Les effets d’une gouvernance perçue comme insouciante se manifestent désormais concrètement. Les indicateurs économiques actuels dessinent un tableau préoccupant pour la souveraineté financière du pays.
Les prévisions de croissance ont été drastiquement révisées à la baisse, passant de 6,7 % à seulement 2,2 %. Plus de quatre points de la richesse nationale se seraient ainsi évaporés, conséquence directe d’une communication gouvernementale jugée désastreuse.
La suspension du programme de 1,8 milliard de dollars avec le Fonds Monétaire International (FMI) a plongé le Sénégal dans une crise de confiance d’une ampleur inédite.
Pour pallier le déficit financier qu’il aurait lui-même engendré, le gouvernement est contraint de se tourner vers des mécanismes d’emprunt plus coûteux et risqués. C’est la dure réalité derrière les promesses de changement radical.
L’asphyxie de l’économie réelle : entreprises en péril, investissements en berne et chômage de masse
Malgré l’importance de l’initiative privée et de l’entrepreneuriat national, l’économie réelle est actuellement mise à rude épreuve.
Les chiffres révèlent une chute de plus de 30 % dans la création d’entreprises. La peur et l’incertitude ont paralysé l’investissement et freiné l’élan entrepreneurial.
Le gel des paiements de la dette intérieure a mis à mal les Petites et Moyennes Entreprises (PME), les artisans et les acteurs du BTP. Face au manque de trésorerie, les licenciements se multiplient. Dans un contexte où le chômage frôle les 23 %, des milliers de Sénégalais perdent leur emploi et voient leur dignité menacée.
Le secteur universitaire n’est pas épargné, les institutions d’enseignement supérieur et de formation professionnelle subissant les contrecoups d’une politique budgétaire qui compromet l’avenir de la jeunesse sénégalaise.
Le calvaire social et le dévissage des territoires : le verdict sans appel du RNU
Au-delà des chiffres, c’est la souffrance quotidienne des familles qui est mise en lumière.
Les informations du Registre National Unique (RNU) révèlent une augmentation alarmante de la vulnérabilité sociale et de la pauvreté.
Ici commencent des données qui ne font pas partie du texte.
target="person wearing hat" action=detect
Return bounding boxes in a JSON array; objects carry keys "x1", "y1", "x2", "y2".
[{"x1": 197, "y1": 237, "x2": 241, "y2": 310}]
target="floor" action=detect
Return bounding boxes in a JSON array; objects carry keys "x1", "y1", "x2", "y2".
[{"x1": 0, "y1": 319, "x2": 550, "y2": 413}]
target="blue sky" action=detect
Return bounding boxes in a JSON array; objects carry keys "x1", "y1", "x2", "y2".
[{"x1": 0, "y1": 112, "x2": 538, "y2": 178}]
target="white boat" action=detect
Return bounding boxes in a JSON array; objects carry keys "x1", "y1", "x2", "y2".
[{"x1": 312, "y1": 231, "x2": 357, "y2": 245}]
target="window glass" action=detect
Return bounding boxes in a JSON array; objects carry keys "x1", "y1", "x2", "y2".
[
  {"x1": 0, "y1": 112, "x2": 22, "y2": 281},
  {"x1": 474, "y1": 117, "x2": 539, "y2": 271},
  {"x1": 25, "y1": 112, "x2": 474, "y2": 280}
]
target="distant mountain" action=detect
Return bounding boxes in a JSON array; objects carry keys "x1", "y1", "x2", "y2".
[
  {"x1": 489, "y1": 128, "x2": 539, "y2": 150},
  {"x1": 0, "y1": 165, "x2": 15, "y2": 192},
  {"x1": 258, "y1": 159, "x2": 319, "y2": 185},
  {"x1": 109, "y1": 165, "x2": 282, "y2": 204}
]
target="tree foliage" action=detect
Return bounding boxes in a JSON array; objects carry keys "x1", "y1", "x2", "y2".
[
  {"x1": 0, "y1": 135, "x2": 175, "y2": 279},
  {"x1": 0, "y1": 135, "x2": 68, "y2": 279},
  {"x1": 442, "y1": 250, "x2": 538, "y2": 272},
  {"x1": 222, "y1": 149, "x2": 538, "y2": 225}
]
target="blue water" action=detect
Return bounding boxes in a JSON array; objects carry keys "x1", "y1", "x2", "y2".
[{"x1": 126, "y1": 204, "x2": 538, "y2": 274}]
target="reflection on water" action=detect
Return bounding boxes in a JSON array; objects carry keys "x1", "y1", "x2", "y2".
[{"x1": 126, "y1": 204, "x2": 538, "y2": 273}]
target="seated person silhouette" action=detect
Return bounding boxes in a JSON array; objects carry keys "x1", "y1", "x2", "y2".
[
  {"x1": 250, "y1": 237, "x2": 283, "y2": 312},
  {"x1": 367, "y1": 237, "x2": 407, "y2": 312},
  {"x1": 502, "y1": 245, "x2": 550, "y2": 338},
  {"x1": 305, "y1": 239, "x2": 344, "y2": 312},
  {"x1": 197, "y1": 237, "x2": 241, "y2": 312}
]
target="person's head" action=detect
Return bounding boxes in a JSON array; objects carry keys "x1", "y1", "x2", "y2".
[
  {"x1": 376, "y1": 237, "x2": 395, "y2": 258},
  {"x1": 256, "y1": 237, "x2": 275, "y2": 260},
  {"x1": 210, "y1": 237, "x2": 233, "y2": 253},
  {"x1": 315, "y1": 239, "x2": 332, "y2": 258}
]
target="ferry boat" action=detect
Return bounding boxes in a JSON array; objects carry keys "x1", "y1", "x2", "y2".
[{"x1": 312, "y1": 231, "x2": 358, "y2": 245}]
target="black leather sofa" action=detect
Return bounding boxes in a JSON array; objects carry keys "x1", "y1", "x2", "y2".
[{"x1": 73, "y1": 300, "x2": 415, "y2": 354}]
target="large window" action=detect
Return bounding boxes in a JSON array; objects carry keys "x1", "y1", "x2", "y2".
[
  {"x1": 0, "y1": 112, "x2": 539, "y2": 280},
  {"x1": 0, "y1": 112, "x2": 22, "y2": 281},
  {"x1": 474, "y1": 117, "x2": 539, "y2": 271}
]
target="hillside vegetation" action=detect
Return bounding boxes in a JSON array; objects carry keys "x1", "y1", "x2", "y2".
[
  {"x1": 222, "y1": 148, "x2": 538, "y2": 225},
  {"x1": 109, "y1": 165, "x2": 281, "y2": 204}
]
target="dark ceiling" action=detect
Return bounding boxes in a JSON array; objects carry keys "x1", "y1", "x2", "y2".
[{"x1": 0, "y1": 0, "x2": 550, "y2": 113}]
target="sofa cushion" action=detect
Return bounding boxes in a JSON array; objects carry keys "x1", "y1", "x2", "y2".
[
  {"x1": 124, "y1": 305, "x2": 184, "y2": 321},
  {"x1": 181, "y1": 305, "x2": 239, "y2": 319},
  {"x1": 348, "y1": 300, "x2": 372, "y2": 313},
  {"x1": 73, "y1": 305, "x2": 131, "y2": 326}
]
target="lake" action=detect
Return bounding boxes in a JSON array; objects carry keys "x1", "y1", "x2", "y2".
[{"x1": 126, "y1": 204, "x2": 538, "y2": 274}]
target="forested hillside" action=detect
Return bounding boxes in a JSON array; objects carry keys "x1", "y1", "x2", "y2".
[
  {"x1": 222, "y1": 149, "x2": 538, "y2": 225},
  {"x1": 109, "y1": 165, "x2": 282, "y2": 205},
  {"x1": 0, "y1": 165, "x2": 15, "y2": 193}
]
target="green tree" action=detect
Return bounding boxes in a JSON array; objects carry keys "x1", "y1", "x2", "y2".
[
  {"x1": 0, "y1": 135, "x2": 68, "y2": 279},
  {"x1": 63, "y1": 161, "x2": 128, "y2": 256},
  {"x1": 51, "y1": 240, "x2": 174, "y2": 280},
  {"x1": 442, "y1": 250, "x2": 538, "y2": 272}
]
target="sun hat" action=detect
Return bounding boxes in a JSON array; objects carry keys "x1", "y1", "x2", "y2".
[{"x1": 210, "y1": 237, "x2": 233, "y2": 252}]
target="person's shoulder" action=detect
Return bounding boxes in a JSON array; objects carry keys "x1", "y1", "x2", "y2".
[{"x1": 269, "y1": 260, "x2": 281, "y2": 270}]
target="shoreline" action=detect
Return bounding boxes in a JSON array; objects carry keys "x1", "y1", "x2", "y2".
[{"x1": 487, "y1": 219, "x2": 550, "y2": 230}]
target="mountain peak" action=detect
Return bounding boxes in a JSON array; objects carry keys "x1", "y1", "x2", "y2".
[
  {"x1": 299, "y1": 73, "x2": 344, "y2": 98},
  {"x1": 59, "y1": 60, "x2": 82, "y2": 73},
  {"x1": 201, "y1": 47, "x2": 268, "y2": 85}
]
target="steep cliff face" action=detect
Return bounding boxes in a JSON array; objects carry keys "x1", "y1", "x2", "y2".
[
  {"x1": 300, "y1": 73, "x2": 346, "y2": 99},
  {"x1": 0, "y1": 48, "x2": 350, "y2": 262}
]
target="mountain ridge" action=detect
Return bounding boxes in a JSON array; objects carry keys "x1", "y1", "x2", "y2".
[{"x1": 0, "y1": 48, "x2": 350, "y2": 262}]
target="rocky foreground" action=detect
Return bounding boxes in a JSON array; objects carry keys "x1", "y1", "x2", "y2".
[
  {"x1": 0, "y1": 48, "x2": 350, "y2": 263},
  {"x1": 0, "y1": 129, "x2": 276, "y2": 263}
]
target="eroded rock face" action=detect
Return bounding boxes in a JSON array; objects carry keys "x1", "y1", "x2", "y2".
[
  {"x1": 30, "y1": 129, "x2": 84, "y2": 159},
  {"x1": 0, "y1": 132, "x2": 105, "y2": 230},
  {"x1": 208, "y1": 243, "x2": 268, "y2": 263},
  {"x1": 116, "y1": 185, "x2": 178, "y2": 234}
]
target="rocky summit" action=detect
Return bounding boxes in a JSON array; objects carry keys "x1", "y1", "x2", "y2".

De plus en plus de foyers basculent dans la précarité.
Le service de la dette a atteint le seuil critique de 5 500 milliards de Francs CFA. Cette situation réduit considérablement les marges de manœuvre de l’État et exerce une pression accrue sur le coût de la vie pour les citoyens.
Jambaars, levez-vous.
Il est impératif que les Sénégalais prennent conscience de la situation. La « dette cachée » est devenue un prétexte commode pour dissimuler l’absence de résultats tangibles. Face à leur incapacité à honorer leurs promesses, les dirigeants actuels semblent gouverner en se focalisant constamment sur le passé.
Une nation d’envergure ne peut être dirigée par le ressentiment, le complotisme et une politique spectacle. Le Sénégal mérite une gouvernance plus solide que l’improvisation constante.
Avec un taux de chômage avoisinant les 23 %, une baisse de plus de 30 % des créations d’entreprises et une pauvreté en progression, les Sénégalais sont appelés à tirer les conclusions qui s’imposent quant à cette gestion gouvernementale.
Face à ces défis, des voix s’élèvent pour défendre la rigueur face à l’amateurisme, le patriotisme économique contre le sabotage, et l’intérêt national au détriment des calculs politiciens.